Les lobbyistes de l’industrie sur la protection des données personnelles dans l’UE ont lancé une campagne sur Internet contre ce nouveau règlement. Il s’agit de l’Interactive Advertising Bureau (IAB), de DigitalEurope, de l’Association européenne des agences de communication (EACA), de la European Magazine Media Association (EMMA), de certains membres de ces organisations qui comprennent des entreprises telles que Amazon, Facebook, Google, Apple, Microsoft, ainsi que les agences numériques, de publicité et de relations publiques les plus importantes d’Europe, sans oublier les sociétés de médias. La campagne  » Like a Bad Movie  » imagine un monde où le Règlement « vie privée et communications électroniques » serait entrée en vigueur. Ils prétendent que l’autorisation du règlement va autant affecter l’utilisateur qu’Internet en général. Leurs affirmations :

  • Limiter les publicités qui utilisent les données va réduire la part de journalisme de qualité, ce qui va diminuer le nombre de sources d’information de qualité et la diversité d’opinions sur Internet.
  • Les modèles commerciaux d’applications utiles qui vivent grâce aux revenus générés par les publicités qui utilisent les données vont tomber en morceaux.
  • Le Règlement va plus embrouiller qu’aider le consommateur, en l’obligeant à gérer les paramètres de confidentialités de chaque dispositif, de chaque navigateur internet et de chaque site internet.
  • La disponibilité de contenu gratuit va être significativement réduite puisque les sites internet ne pourront pas gagner d’argent grâce aux publicités qui utilisent les données.

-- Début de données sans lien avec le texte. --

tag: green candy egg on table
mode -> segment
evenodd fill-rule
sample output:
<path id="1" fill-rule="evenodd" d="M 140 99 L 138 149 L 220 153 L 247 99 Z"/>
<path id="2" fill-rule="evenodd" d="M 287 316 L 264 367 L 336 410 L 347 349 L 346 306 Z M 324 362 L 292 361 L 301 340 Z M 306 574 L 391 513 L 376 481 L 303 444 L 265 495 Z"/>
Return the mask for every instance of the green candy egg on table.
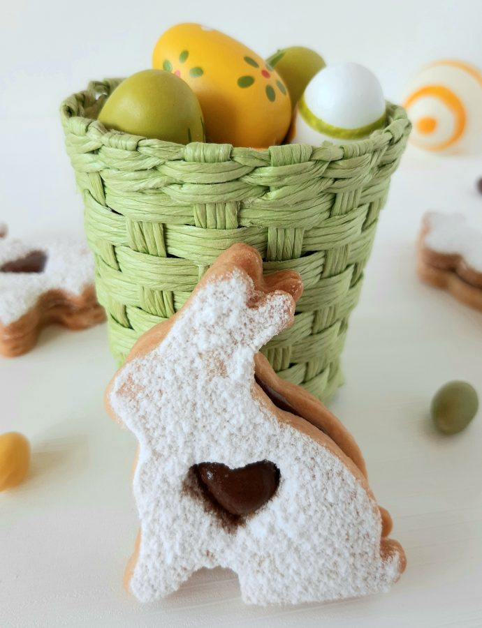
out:
<path id="1" fill-rule="evenodd" d="M 432 400 L 430 414 L 436 427 L 444 434 L 461 432 L 477 413 L 479 398 L 467 382 L 448 382 Z"/>
<path id="2" fill-rule="evenodd" d="M 326 65 L 318 52 L 304 46 L 291 46 L 278 50 L 267 61 L 284 82 L 293 109 L 306 86 Z"/>
<path id="3" fill-rule="evenodd" d="M 133 135 L 177 144 L 205 141 L 203 112 L 194 92 L 163 70 L 144 70 L 122 81 L 98 120 L 106 128 Z"/>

L’argument général des lobbyistes est que ce Règlement menace les modèles commerciaux qui reposent sur l’utilisation des données, et le groupe de pression lutte contre cette loi. Sur les 41 réunions de lobbying sur la protection des données tenues avec des commissaires européens en 2016, 36 étaient pour les intérêts des entreprises. Par conséquent, la proposition finale du règlement, tel que nous l’avons actuellement, n’inclut pas certains aspects qui étaient présents dans le brouillon. Par exemple, la définition des métadonnées est vague, et ils ont exclu la proposition qui consistait à assurer les paramètres par défaut pour la protection des données dans les équipements informatiques.

La bataille continue. Les amendements apportés au règlement par le parlement européen le 23 octobre 2017 renforcent les règles qui limitent les représentants de l’industrie. Cependant les lobbyistes n’ont pas capitulé. Il est encore possible de faire de nouveaux amendements pour changer le document complètement.

C’est tout ce que nous savons pour le moment, et nous surveillerons de près tout ce qui se passe. Nous vous recommandons fortement de faire de même. Le règlement va avoir une importante incidence mondiale, puisqu’Internet devra peut-être s’écarter de son financement par les données sur les utilisateurs. Si le règlement est adopté, il deviendra un des événements à venir les plus importants de l’année. Il est certain que cet événement aura plus d’importance pour l’économie mondiale que la coupe du monde de football.